Los fondos y bancos de inversión oscilan entre el desinterés y las expectativas negativas frente al viaje de la ministra; pese a los bajos precios de los bonos, creen que antes de subir, podrían seguir cayendo
JULIO 26/7/2022
La ministra de Economía, Silvina Batakis, deberá enfrentar este martes las malas condiciones climáticas que se prevén para la ciudad de Washington y el fuerte pesimismo que predomina entre los ejecutivos de Wall Street que la escucharán en la capital norteamericana.
Como parte del cierre de su gira por esta ciudad –tras reunirse con el Fondo Monetario Internacional (FMI) y el Tesoro– Batakis se reunirá de 11 a 13, hora de Washington, con ejecutivos de fondos y de bancos de inversión, a partir de la convocatoria que armó rápidamente el embajador Jorge Argüello, con la colaboración del fundador de Adcap, Javier Timerman.
Los confirmados son directivos de Santander Investments, Stone Harbor, Goldentree, Bracebridge, Barclay’s Capital y Adcap-Banza; luego habrá un almuerzo en la embajada y de 14 a 17 la funcionaria se reunirá con la Cámara de Comercio (US Chamber of Commerce) que preside Suzanne Clark, antes de emprender el regreso a Buenos Aires.
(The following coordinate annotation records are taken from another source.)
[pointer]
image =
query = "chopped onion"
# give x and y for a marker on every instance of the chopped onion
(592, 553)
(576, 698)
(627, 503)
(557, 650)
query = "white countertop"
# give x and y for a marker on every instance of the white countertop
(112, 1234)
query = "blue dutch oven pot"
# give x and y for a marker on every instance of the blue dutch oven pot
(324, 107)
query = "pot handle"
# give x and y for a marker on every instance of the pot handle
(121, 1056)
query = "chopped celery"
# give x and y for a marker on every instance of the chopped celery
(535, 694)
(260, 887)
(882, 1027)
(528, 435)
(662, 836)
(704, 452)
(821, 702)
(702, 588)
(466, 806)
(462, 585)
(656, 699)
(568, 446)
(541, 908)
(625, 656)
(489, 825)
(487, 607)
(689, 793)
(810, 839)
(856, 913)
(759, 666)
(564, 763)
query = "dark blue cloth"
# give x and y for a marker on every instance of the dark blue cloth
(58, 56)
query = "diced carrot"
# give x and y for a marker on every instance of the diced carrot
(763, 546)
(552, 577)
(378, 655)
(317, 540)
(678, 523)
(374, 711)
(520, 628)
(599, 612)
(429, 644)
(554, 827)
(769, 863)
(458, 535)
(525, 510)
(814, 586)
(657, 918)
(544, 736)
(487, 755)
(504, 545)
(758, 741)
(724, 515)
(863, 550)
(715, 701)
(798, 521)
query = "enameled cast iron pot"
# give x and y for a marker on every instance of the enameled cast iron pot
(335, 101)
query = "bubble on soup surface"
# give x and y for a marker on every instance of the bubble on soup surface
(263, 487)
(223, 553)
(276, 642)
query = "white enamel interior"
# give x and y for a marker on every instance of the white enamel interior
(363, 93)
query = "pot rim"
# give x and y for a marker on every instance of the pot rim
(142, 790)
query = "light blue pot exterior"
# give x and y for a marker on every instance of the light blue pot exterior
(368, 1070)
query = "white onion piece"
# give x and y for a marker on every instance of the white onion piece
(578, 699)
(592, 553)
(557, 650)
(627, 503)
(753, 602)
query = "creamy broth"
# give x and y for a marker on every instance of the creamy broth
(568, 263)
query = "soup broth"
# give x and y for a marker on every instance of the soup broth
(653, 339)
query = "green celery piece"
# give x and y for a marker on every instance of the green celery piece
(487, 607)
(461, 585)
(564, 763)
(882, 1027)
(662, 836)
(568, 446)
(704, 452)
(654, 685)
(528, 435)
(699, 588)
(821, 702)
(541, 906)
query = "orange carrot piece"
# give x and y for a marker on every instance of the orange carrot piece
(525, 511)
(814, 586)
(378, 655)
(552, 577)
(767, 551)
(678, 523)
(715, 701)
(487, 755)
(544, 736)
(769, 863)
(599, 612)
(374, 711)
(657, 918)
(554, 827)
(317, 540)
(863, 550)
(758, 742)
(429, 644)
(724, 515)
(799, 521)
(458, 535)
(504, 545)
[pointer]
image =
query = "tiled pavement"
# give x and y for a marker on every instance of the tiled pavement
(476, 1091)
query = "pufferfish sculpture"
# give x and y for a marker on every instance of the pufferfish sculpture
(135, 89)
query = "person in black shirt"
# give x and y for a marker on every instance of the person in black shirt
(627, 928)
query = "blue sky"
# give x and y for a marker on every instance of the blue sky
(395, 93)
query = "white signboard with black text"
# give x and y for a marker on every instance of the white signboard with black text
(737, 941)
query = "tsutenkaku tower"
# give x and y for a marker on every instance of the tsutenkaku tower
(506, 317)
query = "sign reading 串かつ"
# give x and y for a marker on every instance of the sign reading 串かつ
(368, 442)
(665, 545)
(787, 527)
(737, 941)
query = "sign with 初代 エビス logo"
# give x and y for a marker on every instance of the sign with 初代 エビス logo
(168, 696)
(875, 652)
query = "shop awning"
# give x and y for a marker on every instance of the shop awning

“Todos los fondos creen que hay una oportunidad, pero también lo pensaron cuando los bonos valían 30 centavos, así que van a esperar unos meses hasta que se aclare el panorama político antes de volver a involucrarse”, señaló Timerman a Infobae.
Pese al esfuerzo de ambos, no fue sencillo convocar a fondos de relevancia porque la Argentina no genera interés en los mercados y porque la reunión se realizará en pleno verano boreal. Algunos de los asistentes al último encuentro organizado por la embajada argentina, al que asistieron el jefe de gabinete Juan Manzur y el entonces ministro Martín Guzmán, optaron por declinar cordialmente la invitación.
“Ya los escuchamos a ellos con promesas de coherencia política y medidas de fortalecimiento económico que no se cumplieron; nadie va a viajar de Nueva York a Washington para escuchar lo mismo de una ministra y en un contexto político mucho más complejo”, señaló uno de los ejecutivos de Wall Street consultados por Infobae, en sintonía con la advertencia de los grandes bancos internacionales.
Los únicos interesados, aclaró otra fuente, son “algunos pocos fondos de inversión que se quedaron largos –con muchos títulos- después del canje y que están esperando un rebote del valor para poder salir, porque nada justifica entrar ahora a 17 centavos cuando los bonos pueden valer 10 centavos en unos meses más”.
En este sentido, uno de los invitados que asistirá al convite en la embajada ubicada en Dupont Circle afirmó que “la situación es muy complicada, pero no necesariamente no tiene solución”. Cualquier salida, aclaró el ejecutivo, “pasa por un abanico de combinaciones, pero todas involucran tarifas, dólar y tasa de interés, entre otras cuestiones”.
Uno de sus pares, muy involucrado en compras de activos argentinos hasta el canje 2020, coincidió: “Dudo que diga algo nuevo. Pero es una buena chance para decirles que lo que hacen no funciona. En vez de trabajar en estimular la oferta, de todo, trabajan en restringir la demanda. Es demencial”.
El inversor aclaró que casi nadie pregunta en Wall Street para comprar bonos argentinos, tal como lo refleja su baja cotización, “puede haber algunos fondos de familia con horizontes más largos que compren a estos precios con la esperanza de una suba en 2023-24, pero el apetito ahora es mínimo y los hedge funds de siempre no compran”.
“Tal vez yo compraría sabiendo que los bonos 2035, que hoy valen 17, tal vez van a caer a 15 o 12 antes de recuperarse. Es una forma un poco dolorosa de ganar plata”, comentó.
Al respecto, Jorge Piedrahita, CEO de Gear Capital Partners, dijo a Infobae que “entre los inversores institucionales no hay capacidad de compras adicionales. Les gustaban a 30, les encantaban a 25 y a 18 no tienen municiones extras”.
“Entre los fondos de distress veo poco apetito también. Algunos ya han comprado, otros estaban desinteresados porque no ven que se acerquen soluciones y otros ven muchas oportunidades a lo largo y ancho del mundo con perfiles superiores de riesgo-retorno, aunque puedan ser precios más elevados”, expresó. Piedrahita aclaró: “En algún momento se frenará la debacle, pero me da la sensación de que ese momento no ha llegado aún”.